Clearly, the dial is the most sensible place for gray. It’s like matte silver, I guess. Those crazy meteorite and other mineral dials can do it. Maybe we’ll be seeing department stores filled with fashion watches bearing fake moon rock dials. Consider me skeptical.
And so we turn to Illuminating Yellow . . .
Back in August 2019, aBlogtoWatch’s Ariel Adams famously (in these parts) turned to canary shit yellow for his self-destructing Undone collaboration. In fact, the watch world has been long been ablaze with bright yellow. G-SHOCK launched its all-yellow GDX6900HT in 2017. DOXA’s SUB 300 Searambler – best known as an orange dial diver – was available in yellow from the start, in 1968.
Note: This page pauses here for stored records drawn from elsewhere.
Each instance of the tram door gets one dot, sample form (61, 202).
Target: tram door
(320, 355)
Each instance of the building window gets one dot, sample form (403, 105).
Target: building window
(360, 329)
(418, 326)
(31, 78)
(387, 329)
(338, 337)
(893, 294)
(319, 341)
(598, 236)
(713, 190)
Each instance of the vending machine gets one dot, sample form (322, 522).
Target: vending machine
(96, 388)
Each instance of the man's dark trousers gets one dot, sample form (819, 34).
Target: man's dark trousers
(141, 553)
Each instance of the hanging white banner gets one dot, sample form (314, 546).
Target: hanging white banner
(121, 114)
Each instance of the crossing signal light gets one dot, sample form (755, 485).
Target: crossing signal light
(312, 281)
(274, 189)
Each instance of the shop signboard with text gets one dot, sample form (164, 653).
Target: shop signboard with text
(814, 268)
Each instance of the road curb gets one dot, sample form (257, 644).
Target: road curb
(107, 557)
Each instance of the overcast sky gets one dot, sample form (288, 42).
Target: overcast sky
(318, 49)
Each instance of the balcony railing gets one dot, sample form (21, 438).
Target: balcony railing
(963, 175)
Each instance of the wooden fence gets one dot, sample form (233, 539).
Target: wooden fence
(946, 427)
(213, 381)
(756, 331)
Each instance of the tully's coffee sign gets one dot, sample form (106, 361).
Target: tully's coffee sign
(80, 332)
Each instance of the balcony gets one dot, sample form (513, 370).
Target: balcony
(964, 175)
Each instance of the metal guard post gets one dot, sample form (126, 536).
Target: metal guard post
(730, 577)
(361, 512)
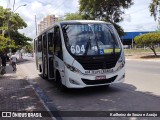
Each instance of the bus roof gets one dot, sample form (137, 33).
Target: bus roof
(81, 21)
(74, 22)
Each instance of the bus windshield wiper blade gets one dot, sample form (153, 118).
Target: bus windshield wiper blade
(87, 45)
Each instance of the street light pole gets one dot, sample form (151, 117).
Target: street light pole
(9, 35)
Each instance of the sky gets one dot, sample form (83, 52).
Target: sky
(136, 18)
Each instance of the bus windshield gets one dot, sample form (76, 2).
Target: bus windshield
(90, 39)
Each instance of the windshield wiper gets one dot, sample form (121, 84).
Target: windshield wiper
(87, 45)
(114, 42)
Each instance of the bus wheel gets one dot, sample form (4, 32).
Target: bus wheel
(59, 83)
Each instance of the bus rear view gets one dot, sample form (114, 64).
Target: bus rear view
(93, 54)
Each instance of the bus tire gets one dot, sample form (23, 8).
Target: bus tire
(61, 87)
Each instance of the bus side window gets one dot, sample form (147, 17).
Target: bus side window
(57, 44)
(50, 43)
(40, 44)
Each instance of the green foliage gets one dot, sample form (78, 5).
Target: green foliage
(29, 48)
(20, 39)
(73, 16)
(10, 23)
(149, 40)
(154, 8)
(106, 10)
(5, 43)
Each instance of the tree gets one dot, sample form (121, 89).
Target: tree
(5, 43)
(149, 40)
(73, 16)
(154, 8)
(10, 23)
(106, 10)
(20, 39)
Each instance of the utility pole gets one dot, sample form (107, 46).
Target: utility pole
(36, 24)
We hear that yellow is the hot ticket for the new Rolex Oyster Perpetual. It’s not quite as hot/bright/vibrant as Pantone’s Illuminating Yellow, but I’m not sure how much pull Pantone has at Rolex’s Geneva HQ. (Do you know the Pantone color for blood my Swiss friend?)
Anyway, the Pantone colors for 2021 are gray and yellow. So I’m thinking gray dial, yellow hands. Never been done before! Right?
Yellow hands aren’t a bad choice on a dark dial. But Ultimate gray is not dark, and Illuminating Yellow hands might not provide enough contrast.
The Pantone Colors of the Year, both being fairly light, can be used in tandem for hand colors and other dial markers, on a dark dial, without ruffling too many feathers.
The skinny is to expect yellow – bright saturated yellow – to increase in popularity as an accent color on watches released in 2021. Light gray may prove trickier to incorporate, but it shouldn’t be hard to use more than we’re currently seeing.
Whether anyone will like the new color accents and/or combos, whether they’ll notice or even care, remains to be seen. At least we’ll know the Pantone parade when we see it, and have some idea how it got there.
I get “yellow”. I was told that it was no coinicidence that Uma Thurman wore that yellow motorcycle gear in Kill Bill. In Japan, if someone buys a sports car or motorbike, odds are really good that the purchase will be black or yellow.
Gray…I mean, I like a gray. I definitely wear gray. I just don’t know if its something I want on a watch.
I’m with you. The classic smiley face isn’t yellow for realism. The primary yellow attracts attention and has a cheery connotation. Plus it is sporty, as are most watches.
It’s hard to badmouth gray but it just doesn’t seem to lend itself to watches at all. I’ve seen light gray cases on military type field watches, and they look like something you’d be issued and not choose. It reeks of utilitarian blandness, something of commodity grade and not luxurious. I just don’t see personal items of any personal attachment in this color.
I’ll be impressed if the movers and shakers can make this color pairing interesting in watches.
The gray Casioak, G-SHOCK GA2110ET-8A is getting fairly popular in it’s light gray shade. No yellow to be seen on it though.